On the last day of March, as usual, USDA released the annual Prospective Plantings report, providing the most comprehensive look to date at farmers upcoming planting intentions. Because it is the first really good public intelligence that the market gets about the size of the upcoming crop, this is always a closely monitored report.
This year, the Prospective Plantings report was full of surprises. Probably the biggest surprise of the bunch was that corn plantings were estimated to be 93.6 million acres in 2016. This would be a pretty healthy six percent increase over 2015 plantings. The real surprise, though, was in how this plantings estimate compared to the trade’s pre-report expectations.
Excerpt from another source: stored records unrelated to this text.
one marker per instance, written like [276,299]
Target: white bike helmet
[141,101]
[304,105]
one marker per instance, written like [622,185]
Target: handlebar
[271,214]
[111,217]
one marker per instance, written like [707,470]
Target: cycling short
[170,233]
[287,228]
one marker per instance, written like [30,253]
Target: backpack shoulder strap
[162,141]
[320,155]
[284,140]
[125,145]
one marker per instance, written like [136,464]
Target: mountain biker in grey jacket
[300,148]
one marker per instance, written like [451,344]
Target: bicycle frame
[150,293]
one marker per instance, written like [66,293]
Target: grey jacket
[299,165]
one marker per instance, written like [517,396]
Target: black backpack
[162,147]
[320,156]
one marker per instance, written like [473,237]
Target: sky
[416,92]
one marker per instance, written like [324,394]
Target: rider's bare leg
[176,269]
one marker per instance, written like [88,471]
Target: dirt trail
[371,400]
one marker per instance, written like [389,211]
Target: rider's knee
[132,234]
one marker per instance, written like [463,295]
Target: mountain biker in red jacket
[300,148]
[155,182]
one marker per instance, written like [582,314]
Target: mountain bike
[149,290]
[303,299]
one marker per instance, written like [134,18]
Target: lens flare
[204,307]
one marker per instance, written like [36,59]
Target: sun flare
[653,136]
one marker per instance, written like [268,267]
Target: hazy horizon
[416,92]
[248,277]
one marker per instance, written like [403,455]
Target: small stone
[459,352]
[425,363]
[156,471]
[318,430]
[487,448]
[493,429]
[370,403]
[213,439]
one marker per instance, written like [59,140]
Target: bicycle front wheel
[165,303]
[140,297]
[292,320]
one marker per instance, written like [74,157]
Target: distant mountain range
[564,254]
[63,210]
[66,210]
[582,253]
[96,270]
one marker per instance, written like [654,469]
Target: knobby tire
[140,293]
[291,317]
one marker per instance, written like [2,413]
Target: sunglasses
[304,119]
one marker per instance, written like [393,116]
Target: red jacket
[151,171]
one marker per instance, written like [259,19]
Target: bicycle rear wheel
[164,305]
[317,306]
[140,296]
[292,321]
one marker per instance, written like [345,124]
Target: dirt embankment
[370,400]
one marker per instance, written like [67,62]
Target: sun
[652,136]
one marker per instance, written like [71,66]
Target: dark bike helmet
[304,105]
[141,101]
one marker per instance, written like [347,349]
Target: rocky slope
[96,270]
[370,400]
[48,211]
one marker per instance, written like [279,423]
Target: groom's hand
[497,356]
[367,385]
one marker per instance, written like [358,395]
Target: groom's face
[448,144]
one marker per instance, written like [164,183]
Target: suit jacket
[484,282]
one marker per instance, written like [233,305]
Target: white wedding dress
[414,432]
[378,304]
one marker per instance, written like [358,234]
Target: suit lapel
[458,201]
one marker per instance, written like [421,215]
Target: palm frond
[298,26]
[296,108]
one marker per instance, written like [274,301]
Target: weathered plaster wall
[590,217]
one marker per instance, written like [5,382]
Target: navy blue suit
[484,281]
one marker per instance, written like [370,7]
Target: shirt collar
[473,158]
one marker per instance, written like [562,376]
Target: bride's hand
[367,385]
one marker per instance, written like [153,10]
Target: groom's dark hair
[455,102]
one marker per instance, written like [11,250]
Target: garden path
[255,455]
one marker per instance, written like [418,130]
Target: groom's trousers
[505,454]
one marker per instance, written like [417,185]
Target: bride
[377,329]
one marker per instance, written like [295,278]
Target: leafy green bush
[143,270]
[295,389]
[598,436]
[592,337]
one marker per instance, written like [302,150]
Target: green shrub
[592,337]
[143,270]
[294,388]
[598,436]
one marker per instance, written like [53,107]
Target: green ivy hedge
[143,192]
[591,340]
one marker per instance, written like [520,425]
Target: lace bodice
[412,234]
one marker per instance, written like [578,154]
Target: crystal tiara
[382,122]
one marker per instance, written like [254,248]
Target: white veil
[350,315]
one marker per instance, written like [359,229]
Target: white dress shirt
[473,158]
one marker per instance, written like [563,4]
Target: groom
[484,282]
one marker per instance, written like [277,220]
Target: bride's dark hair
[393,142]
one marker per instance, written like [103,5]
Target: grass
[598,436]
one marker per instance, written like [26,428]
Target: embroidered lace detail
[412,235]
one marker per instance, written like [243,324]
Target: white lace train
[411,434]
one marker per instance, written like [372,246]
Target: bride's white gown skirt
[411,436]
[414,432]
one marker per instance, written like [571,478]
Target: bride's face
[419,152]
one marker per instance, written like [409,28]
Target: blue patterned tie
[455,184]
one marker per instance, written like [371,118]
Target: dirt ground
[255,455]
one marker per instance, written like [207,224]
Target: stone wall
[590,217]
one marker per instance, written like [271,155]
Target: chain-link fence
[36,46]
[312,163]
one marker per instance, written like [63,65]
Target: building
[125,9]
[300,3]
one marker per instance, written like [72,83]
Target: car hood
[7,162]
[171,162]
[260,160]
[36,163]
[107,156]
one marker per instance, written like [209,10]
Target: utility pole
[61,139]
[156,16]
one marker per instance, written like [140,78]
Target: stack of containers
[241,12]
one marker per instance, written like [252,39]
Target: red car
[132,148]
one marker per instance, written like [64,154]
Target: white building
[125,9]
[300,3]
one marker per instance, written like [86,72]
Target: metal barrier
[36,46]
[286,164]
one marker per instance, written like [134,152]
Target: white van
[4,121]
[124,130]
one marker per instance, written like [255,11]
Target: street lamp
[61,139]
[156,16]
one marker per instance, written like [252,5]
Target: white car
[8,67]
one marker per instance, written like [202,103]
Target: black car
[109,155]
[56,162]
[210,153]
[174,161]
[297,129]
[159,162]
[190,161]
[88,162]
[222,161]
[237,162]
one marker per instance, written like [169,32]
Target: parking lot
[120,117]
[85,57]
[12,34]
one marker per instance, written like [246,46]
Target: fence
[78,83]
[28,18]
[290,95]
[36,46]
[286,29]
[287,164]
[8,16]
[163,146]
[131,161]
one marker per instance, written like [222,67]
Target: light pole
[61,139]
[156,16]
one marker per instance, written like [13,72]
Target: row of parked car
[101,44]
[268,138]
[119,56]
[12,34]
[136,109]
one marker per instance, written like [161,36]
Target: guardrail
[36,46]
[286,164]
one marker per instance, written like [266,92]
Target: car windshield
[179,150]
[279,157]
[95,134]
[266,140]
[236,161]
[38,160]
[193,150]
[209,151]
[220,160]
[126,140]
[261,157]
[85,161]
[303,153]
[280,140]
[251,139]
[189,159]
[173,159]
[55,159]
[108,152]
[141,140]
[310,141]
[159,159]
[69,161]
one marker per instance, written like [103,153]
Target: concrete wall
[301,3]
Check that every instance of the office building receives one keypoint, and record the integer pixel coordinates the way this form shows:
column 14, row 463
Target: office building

As I said earlier, the Prospective Plantings report is a pretty big deal, so lots and lots of market analysts and consultants put out pre-report estimates of the report’s figures, at least for corn, soybeans, and wheat. A few days before the report comes out, Reuters compiles and summarizes pre-report estimates from 28 firms projecting corn, soybean and wheat acreage. This year’s corn planting estimate from USDA was over 2.5 million acres bigger than even the largest of these pre-report estimates. On average, the trade had been looking for corn planting intentions to come in about a million acres larger than USDA’s 90 million acre figure that was included in the February Outlook Forum. The point of all this is that nobody really saw 93.6 million acres of corn in the cards.
The higher-than-expected corn acreage was matched with soybean planting intentions that were below expectations, which only makes sense. But at 82.236 million acres, soybean planting intentions were not really that far out of line with the trade estimates. The average of pre-report expectations was about 83 million acres; however, a number of publically-released estimates were below 82 million acres. From this perspective, the soybean acres were not that big of a shock to the market.
On the other hand, wheat planting intentions were about as shocking—in the other direction—as the corn figure. All wheat planting intentions were estimated at 49.559 million acres. If this projection holds up, this will be the smallest wheat acreage since 1970. Incidentally, wheat acreage topped out at 88.3 million acres in 1981 and has trended more-or-less steadily lower since.